However, you can apply some transformations to the other forms to get them to $\displaystyle \displaystyle \frac{0}{0}$ or $\displaystyle \displaystyle \frac{\infty}{\infty}$.

4. Originally Posted by crossbone
$\displaystyle \frac{0}{0}, \frac{\infty}{\infty}, 0\times{\infty},{\infty}^{\infty}, {\infty}^0,0^0, 1^{\infty}, \infty - \infty.$

How about $\displaystyle 0^{\infty}$? anything else?
The form $\displaystyle 0^{+ \infty}$ is not 'indeterminate'!... more precisely if You have a function like $\displaystyle y(x)= f(x)^{g(x)}$ with $\displaystyle \lim_{x \rightarrow x_{0}} f(x)=0$ and $\displaystyle \lim_{x \rightarrow x_{0}} g(x)= +\infty$ is $\displaystyle \lim_{x \rightarrow x_{0}} f(x)^{g(x)}=0$...

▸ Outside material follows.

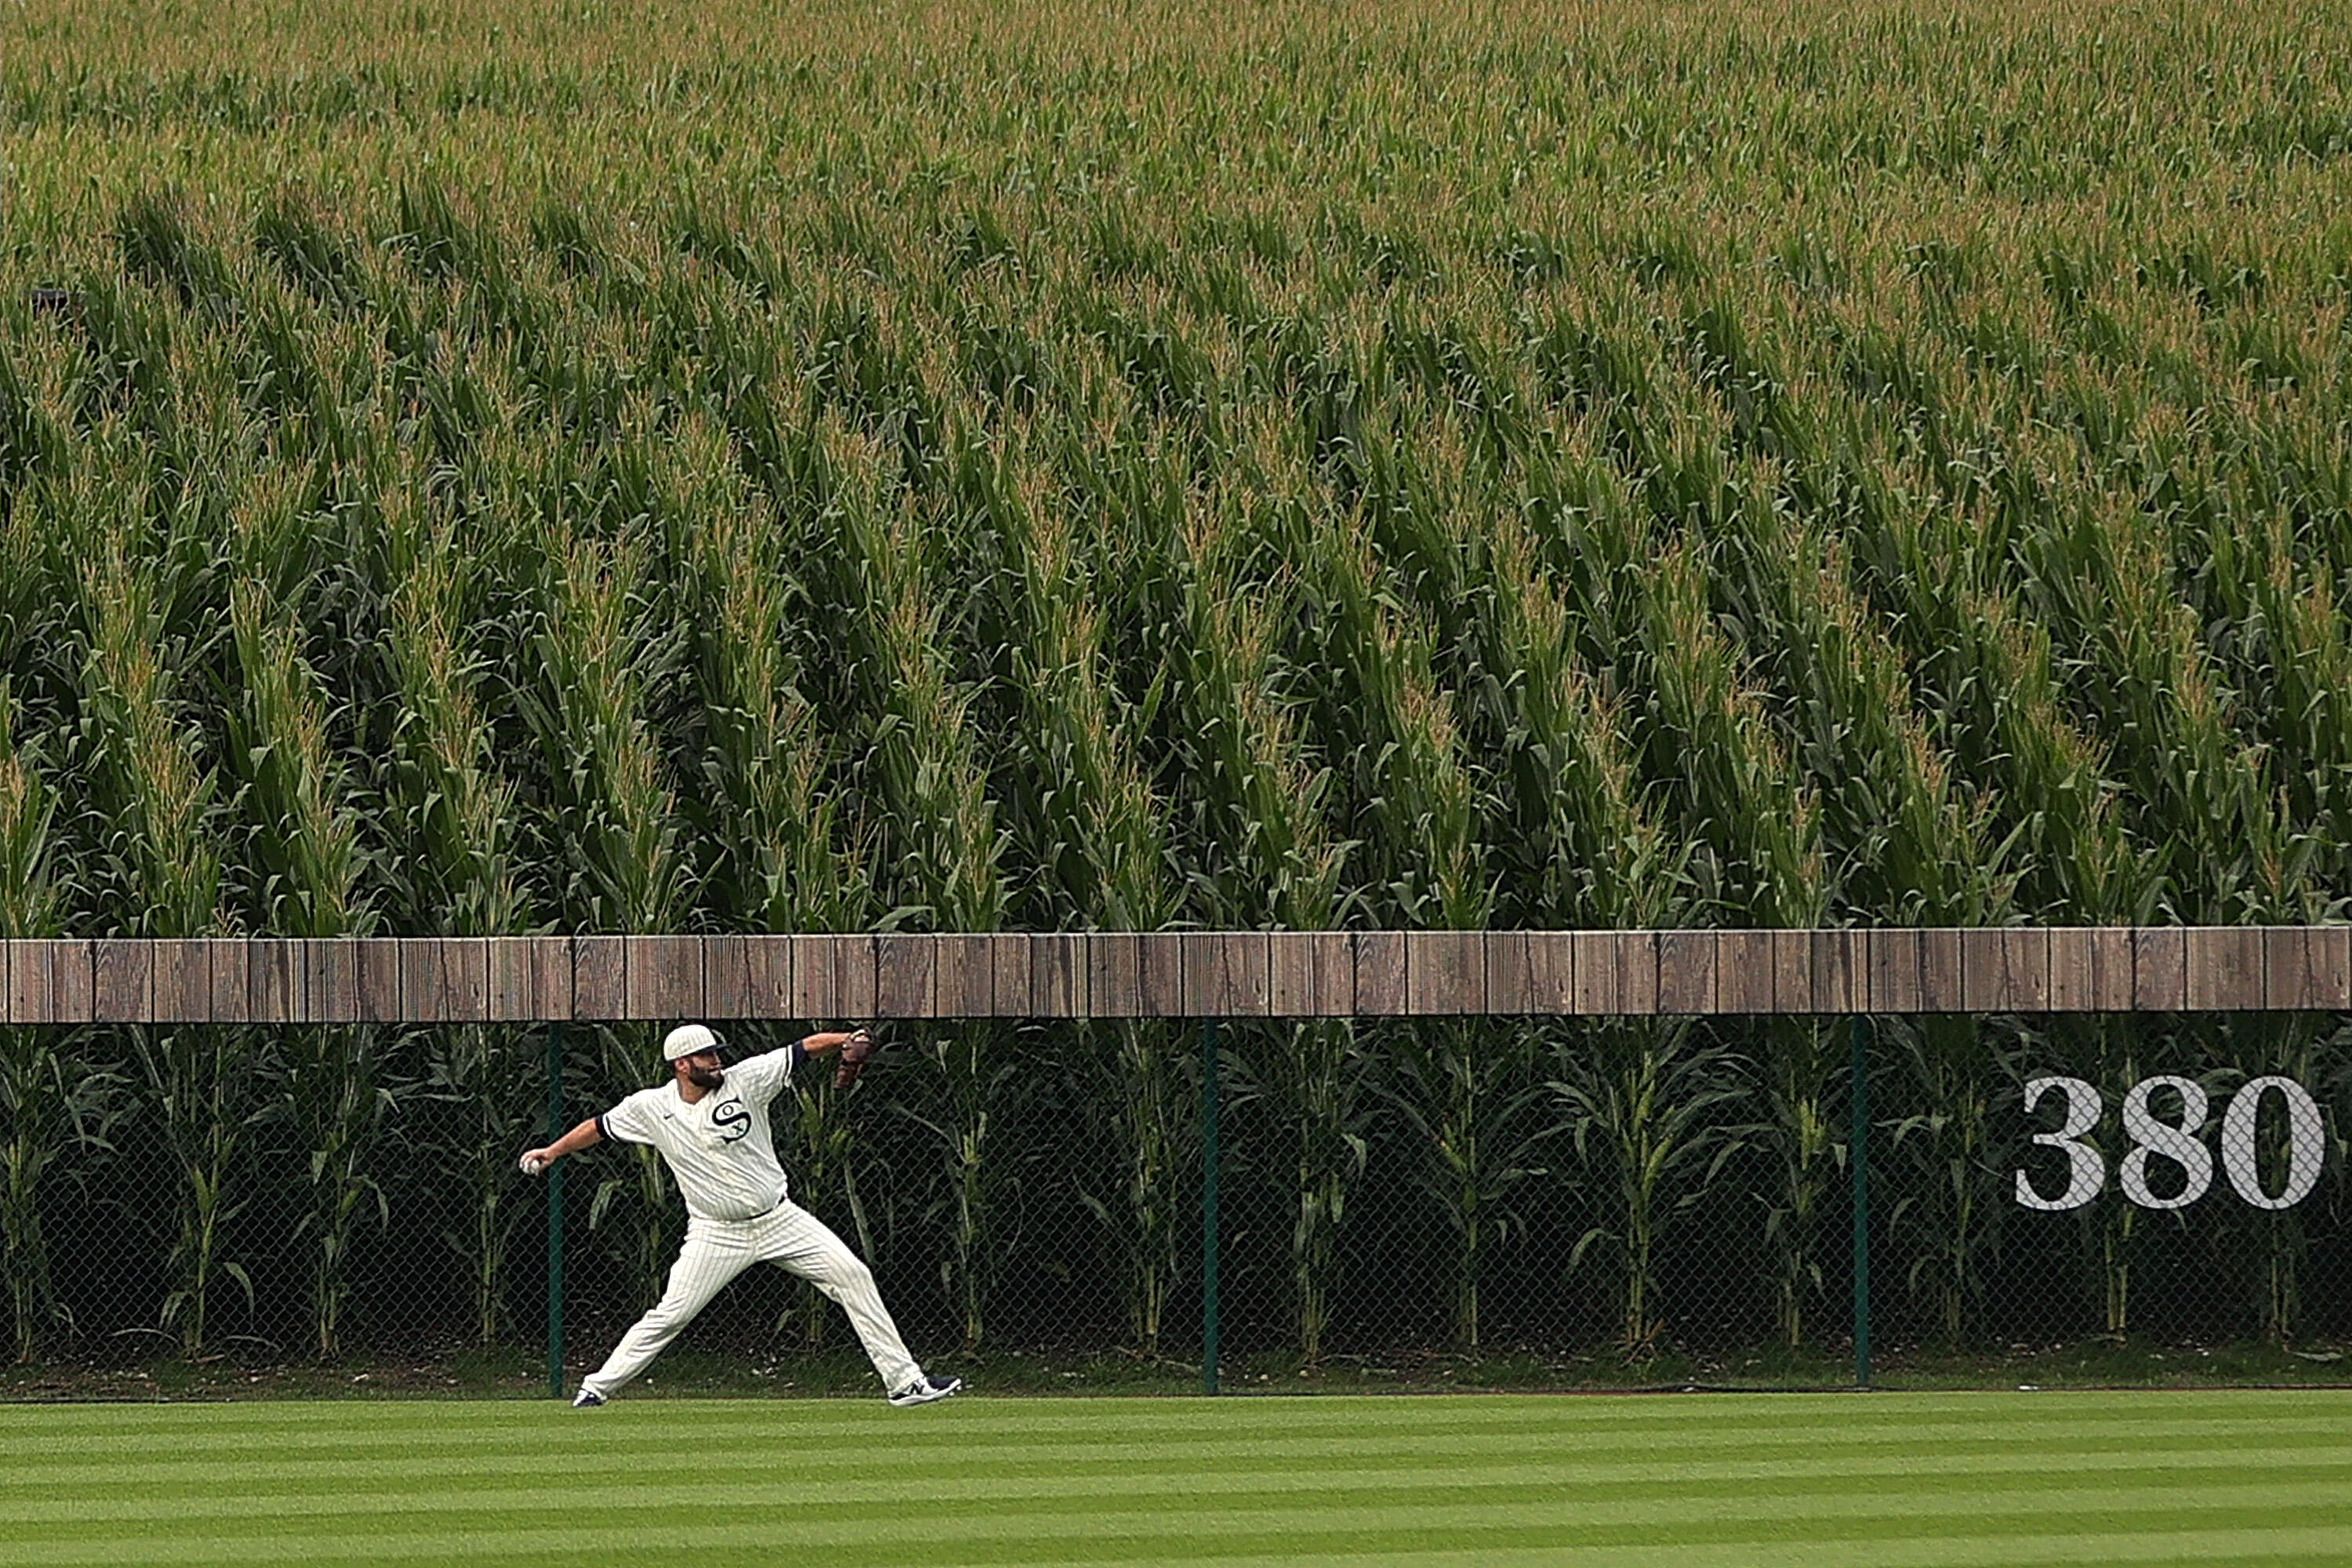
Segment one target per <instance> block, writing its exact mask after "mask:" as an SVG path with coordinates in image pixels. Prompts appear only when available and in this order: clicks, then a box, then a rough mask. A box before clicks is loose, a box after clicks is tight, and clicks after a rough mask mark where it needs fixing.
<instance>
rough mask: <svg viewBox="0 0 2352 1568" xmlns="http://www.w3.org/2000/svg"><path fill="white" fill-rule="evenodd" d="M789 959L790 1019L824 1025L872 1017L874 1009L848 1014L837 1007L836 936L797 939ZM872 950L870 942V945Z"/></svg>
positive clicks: (839, 959) (839, 952) (868, 1007)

Are You sure that $\displaystyle \infty^{\infty}$ is 'indeterminate'?...

Kind regards

$\displaystyle \chi$ $\displaystyle \sigma$

5. Other 'indeterminate forms' that are not reported in the 'holy books' and can be solved with l'Hopital's rule are [in my opinion...] $\displaystyle \log_{0} 0$ and $\displaystyle \log_{\infty} \infty$...

Kind regards

$\displaystyle \chi$ $\displaystyle \sigma$

6. Originally Posted by dwsmith
Check wikipedia or a textbook.
I did but it didn't include $\displaystyle 0^{\infty}$ even though $\displaystyle {\infty}^0$ and $\displaystyle 0^0$ were. isn't it an indeterminate form?

7. First paragraph from this source ...

http://spectrum.troy.edu/~andrew/doc...ETERMINATE.pdf

... lists "seven known" indeterminate forms.

8. seems like it's not then. so what's the value of $\displaystyle 0^{\infty} ? 0?$

9. Originally Posted by crossbone
seems like it's not then. so what's the value of $\displaystyle 0^{\infty} ? 0?$
consider ...

$\displaystyle \displaystyle \lim_{n \to \infty} r^n$ when $\displaystyle |r| < 1$

10. makes sense. thanks!